There are more things that don’t work. What works reads like a flipped list:

  • Performance Feedback, not Grades – Sure, grades, I get it. It’s the way we do things. Sweet. Still, let’s change school cultures to focus on performance, through authentic performance tasks for assessment. Let’s show kids what great is, how to create great, and then assess the result with lots of specific feedback.
  • Cooperative Academic Environments – Nobody is an obstacle to your success – they are either an asset utilized or ignored. It’s a paradigm for mutual success. If this is working, everybody can provide constructive, specific feedback at any level in any direction and everybody learns, including instructors and administrators.
  • Aligned Language – Make the language match across the disciplines. Wow, does this take a lot of work. It’s worth it, though. Ancillary benefits are clearer expectations and a greater conversation around big ideas like differentiated instruction and assessment, what that means, what non-negotiable performance benchmarks might be. I don’t know what bad outcomes of this slow process can be.
  • Specific Feedback – Specific and aligned to expectations shared in advance of, as part of, or through instruction. Language must be non-judgmental, but also clear in terms of what has been done well, what hasn’t, the implications, and the path forward.
  • Spending Time with Feedback – Here’s a great opportunity for metacognitive response, conferencing (portfolios!), revision, peer discussions, and so much more. My action research for my MAT focused on student-created rubrics from model work or exemplars – it wasn’t all perfect, so perhaps model could be a misleading term for some. Students can create powerful assessment tools and, through so doing, truly internalize the expectations and produce amazing products as a result.
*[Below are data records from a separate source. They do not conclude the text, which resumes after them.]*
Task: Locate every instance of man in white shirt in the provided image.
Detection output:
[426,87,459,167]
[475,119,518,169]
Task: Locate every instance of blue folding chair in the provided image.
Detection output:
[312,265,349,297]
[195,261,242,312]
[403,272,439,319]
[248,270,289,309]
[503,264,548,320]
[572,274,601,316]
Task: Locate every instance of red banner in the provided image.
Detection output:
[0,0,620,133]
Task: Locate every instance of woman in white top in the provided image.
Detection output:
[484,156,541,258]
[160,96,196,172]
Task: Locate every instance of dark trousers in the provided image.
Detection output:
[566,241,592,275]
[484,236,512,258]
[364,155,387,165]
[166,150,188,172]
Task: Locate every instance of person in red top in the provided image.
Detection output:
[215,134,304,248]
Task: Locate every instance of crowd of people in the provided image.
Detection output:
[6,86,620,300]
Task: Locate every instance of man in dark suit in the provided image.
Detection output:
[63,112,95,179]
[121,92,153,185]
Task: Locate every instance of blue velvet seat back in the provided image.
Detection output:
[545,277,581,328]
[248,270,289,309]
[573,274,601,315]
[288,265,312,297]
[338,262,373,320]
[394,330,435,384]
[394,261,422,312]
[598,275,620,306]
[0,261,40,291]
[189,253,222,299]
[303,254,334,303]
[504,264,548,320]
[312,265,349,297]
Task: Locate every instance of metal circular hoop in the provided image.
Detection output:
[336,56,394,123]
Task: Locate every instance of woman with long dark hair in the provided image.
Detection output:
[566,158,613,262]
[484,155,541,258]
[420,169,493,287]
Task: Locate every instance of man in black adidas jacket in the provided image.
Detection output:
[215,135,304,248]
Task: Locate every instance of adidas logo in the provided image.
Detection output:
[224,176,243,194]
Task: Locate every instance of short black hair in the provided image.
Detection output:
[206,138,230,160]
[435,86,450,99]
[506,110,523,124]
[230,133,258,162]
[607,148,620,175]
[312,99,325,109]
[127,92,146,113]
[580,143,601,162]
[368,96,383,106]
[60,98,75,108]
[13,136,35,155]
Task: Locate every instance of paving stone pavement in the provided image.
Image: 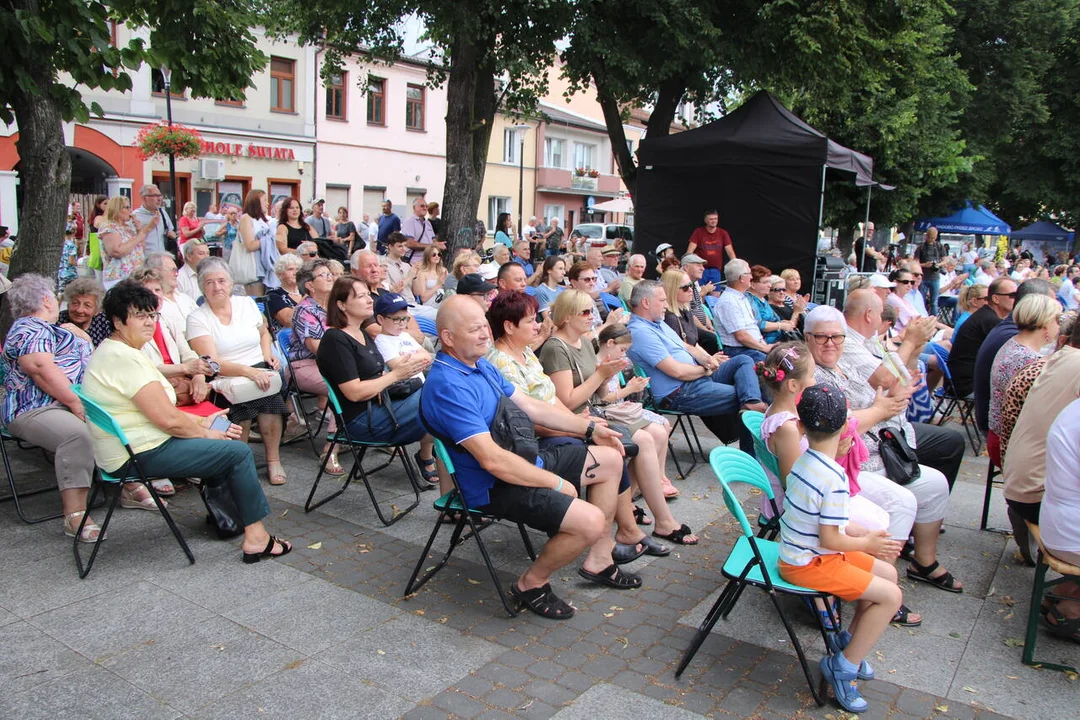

It’s like a feedback loop inside a feedback loop.

Anyway, here’s a quick breakdown of what works from Grant Wiggins, as published by New Horizons.org:

Elements of a an educative assessment system:

1. Standards

· specifications (e.g. 80 wpm w/ 0 mistakes)
· models (exemplars of each point on the scale – e.g. anchor papers)
· criteria: conditions to be met to achieve goals – e.g. “persuasive and clear” writing

2. Feedback

· Facts: what events/behavior happened, related to goal
· Impact: a description of the effects of the facts (results and/or reactions)
· Commentary: the facts and impact explained in the context of the goal; an explanation of all confirmation and disconfirmation concerning the results

3. Elements of evaluation

· Evaluation: value judgments made about the facts and their impact
· Praise / Blame: appraisal of individual’s performance in light of expectations for that performer

4. Elements of Guidance

· Advice about what to do in light of the feedback
· Re-direction of current practice in light of results

There is more outstanding information at the Wiggins article linked above and here regarding how to create a feedback cycle. It’s genius in its simplicity and power. At any rate, as I read, wrote, and reflected, I wondered what makes me effective as a writing teacher. As I consider all of the things I’m doing differently now from last year, it’s the commonality of my feedback on student writing that helps students learn and improve more than any one thing. At least, that’s my thought for this busy Sunday, and it’s what led to the reflections herein. I wonder what works for other people in terms of providing feedback for student learning.